A fase da confirmação não ocorre sem modificações ou novas
nuances. Um rápido estudo das diversas técnicas budistas nas
linhagens desde o Budismo antigo ao Vajrayana e Mahasandhi (Dzogchen,
Mahamudra) comprova isso. As ênfases são distintas e, não poucas
vezes, as contradições são evidentes. São, portanto, caminhos a
serem seguidos, cada um com suas implicações.
Então, não há, de
fato, UM caminho para o Dharma, mas caminhos. O Dharma é um, mas os
caminhos que se conduzem até ele são muitos. Há vários "budismos", não há como negar. E, há vários "caminhos do Dharma", pois o conceito de Dharma não é O Dharma.
Quando se fala em
Mente e Consciência estas divergências aparecem claramente. No
Budismo, a relação da Mente com a Realidade interfere completamente
no modo como se vai definir consciência. Mas, não são apenas
conceitos? Sim, são conceitos. Portanto, são provisórios,
relativos, encaixam-se no que se chama de Verdade Relativa. São
percepções provisórias de algo que se supõe ter alguma realidade
absoluta em algum nível, com certeza não-racional.
Ao definir
Consciência nos perguntamos quem tem consciência de quê. Assim,
antes da Consciência, vem o ente consciente. A mente é este ente?
Mas, o Budismo diz que tudo é “vazio” de existência inerente.

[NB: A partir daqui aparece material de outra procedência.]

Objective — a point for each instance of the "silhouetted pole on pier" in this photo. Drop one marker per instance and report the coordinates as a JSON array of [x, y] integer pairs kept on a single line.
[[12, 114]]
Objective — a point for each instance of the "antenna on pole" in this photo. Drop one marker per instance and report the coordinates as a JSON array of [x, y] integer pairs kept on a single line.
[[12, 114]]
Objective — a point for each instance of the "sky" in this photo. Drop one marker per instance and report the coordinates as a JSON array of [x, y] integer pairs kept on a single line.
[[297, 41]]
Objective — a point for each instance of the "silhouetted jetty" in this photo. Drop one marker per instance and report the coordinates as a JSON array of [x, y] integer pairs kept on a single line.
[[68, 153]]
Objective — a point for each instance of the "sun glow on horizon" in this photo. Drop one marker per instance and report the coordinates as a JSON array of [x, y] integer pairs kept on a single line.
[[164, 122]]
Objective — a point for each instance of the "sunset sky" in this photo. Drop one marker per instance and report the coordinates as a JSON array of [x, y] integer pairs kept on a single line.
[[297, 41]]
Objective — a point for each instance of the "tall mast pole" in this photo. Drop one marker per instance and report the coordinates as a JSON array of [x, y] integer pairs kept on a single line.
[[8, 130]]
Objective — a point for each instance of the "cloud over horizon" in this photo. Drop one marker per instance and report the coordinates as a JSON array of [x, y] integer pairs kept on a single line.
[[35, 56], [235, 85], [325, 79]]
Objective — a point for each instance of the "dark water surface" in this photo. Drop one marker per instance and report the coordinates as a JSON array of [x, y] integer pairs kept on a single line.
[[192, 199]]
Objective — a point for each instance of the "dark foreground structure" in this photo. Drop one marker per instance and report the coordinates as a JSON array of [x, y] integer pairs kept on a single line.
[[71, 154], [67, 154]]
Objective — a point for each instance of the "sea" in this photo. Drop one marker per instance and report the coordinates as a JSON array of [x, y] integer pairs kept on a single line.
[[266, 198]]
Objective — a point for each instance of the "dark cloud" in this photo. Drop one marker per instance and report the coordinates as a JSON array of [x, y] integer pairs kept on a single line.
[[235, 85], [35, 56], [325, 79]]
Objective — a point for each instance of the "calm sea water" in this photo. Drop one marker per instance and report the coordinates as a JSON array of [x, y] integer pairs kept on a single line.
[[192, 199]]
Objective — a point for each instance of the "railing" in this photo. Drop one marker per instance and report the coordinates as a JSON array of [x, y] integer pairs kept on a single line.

Então, esta mente como ente da consciência não existe por si
mesma. Se a consciência é algo como uma propriedade de uma mente e
esta mente também é dependente de algo, ela também é parte de
algo que não estamos percebendo conceitualmente.
As conclusões
budistas sobre esta questão são realmente muito complexas e, por
vezes, parece que estamos num jogo de cabra-cega. Transpor a
subjetividade do estado de meditação para a racionalidade do
discurso parece complicar ainda mais as coisas e só nos mostra um pálido
reflexo do que foi acessado no estado meditativo. Isso é inegável!